Stephen Spielberg has said that Jaws was a challenging film to make, especially with the mechanical shark “Bruce”, used throughout the film as a major character. He considers it one of his most personal and successful films, recognizing the signature score by John Williams played a significant role in creating the suspense and tension in the movie.

Jaws movie
Original Movie Poster Jaws

For many reasons Jaws is a great film, but most people dont see the fictional behavior of the shark, and instead focus on the fear factor generated by Spielberg and the cast. However, after close to five decades, Spielberg finally admitted he can’t help but feel a little responsible for the negative stereotype that Jaws inspired.

Since 1970, the abundance of oceanic sharks and rays has declined by more than 70% as a result of an 18-fold increase in fishing pressure, according to a Nature study conducted in 2022. As a result of the depletion, the risk for global extinction now impacts three-quarters of shark and ray species.

Our irrational fear of sharks, a general disconnection from them and the man eating myth generated by media attention whenever a shark attack occurs has not helped protect sharks. Although Jaws might have inspired a negative attitude towards white sharks in particular, and all sharks in general, we cant hold Spielberg entirely responsible. However, like Peter Benchley, Spielberg’s celebrity voice can make a dramatic impact on people’s views for sharks in a positive light. However, it is unfortunate that it has taken Steven Spielberg over 30 years to recant, but he has recently expressed regret.

“That’s one of the things I still fear. Not to get eaten by a shark, but that sharks are somehow mad at me for the feeding frenzy of crazy sport fishermen that happened after 1975,” the celebrated filmmaker stated during a December 2022 interview on the BBC’s Island Discs program. “To this day, I regret the decimation of the shark population because of the book and the film. I really, truly regret that.”
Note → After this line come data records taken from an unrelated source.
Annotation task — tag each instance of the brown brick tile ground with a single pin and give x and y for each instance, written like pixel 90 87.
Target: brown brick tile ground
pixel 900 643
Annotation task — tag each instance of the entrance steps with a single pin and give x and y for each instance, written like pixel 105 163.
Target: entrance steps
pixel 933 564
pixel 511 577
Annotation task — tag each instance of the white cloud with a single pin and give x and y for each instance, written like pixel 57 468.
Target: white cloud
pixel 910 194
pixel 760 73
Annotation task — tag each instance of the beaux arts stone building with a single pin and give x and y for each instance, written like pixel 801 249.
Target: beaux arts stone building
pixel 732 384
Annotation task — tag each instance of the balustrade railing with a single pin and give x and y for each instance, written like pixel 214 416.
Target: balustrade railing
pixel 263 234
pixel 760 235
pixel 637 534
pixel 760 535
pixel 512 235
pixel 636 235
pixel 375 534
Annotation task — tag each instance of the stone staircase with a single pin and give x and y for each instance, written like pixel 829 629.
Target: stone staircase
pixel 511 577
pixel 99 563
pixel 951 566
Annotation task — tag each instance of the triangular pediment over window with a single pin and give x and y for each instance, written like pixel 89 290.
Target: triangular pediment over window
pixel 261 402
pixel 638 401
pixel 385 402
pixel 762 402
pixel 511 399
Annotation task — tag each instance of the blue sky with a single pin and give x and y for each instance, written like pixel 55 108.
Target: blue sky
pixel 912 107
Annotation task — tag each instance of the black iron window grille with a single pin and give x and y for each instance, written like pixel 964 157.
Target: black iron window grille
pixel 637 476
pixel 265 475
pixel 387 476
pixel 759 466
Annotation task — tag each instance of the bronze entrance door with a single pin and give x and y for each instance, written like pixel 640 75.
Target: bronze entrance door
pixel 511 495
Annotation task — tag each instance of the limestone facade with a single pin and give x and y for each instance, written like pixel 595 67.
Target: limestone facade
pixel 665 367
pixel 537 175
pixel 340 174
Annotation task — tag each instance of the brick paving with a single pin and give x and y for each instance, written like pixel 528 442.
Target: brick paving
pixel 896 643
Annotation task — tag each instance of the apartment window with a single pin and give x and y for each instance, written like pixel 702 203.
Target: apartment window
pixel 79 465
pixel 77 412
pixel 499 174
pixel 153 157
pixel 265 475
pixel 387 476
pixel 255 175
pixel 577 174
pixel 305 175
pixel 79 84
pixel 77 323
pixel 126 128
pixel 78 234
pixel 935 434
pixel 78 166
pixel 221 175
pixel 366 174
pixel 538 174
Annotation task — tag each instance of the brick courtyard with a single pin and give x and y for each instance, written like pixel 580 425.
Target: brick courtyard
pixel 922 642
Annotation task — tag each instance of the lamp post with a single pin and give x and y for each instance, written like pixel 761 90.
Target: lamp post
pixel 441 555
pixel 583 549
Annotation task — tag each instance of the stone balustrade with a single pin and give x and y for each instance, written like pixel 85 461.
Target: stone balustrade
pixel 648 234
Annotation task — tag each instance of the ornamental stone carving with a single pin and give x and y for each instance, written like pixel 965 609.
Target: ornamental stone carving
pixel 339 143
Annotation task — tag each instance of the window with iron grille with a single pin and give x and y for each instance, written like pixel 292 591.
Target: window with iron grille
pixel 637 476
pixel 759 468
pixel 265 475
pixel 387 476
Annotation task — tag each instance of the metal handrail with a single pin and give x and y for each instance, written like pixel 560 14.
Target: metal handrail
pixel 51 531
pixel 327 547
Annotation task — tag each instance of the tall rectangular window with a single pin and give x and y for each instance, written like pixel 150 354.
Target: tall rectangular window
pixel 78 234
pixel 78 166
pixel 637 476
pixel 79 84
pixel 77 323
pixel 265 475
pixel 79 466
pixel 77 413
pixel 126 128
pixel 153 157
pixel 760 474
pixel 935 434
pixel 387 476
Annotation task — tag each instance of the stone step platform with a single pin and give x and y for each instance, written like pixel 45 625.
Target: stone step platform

Not long after the blockbuster film generated a widespread irrational fear of great white sharks, Peter Benchley, the author of the best-selling 1974 novel from which the film script was derived, lamented the depiction of sharks, and the backlash on sharks generated by his book and movie. Benchley spent the rest of his career writing novels depicting sharks in a more favorable role, and actively working to protect sharks.

Although “Jaws” was a highly successful film, its portrayal of sharks as dangerous man-eaters is far from the truth, and it has had a lasting impact on public perception of these fascinating and important animals.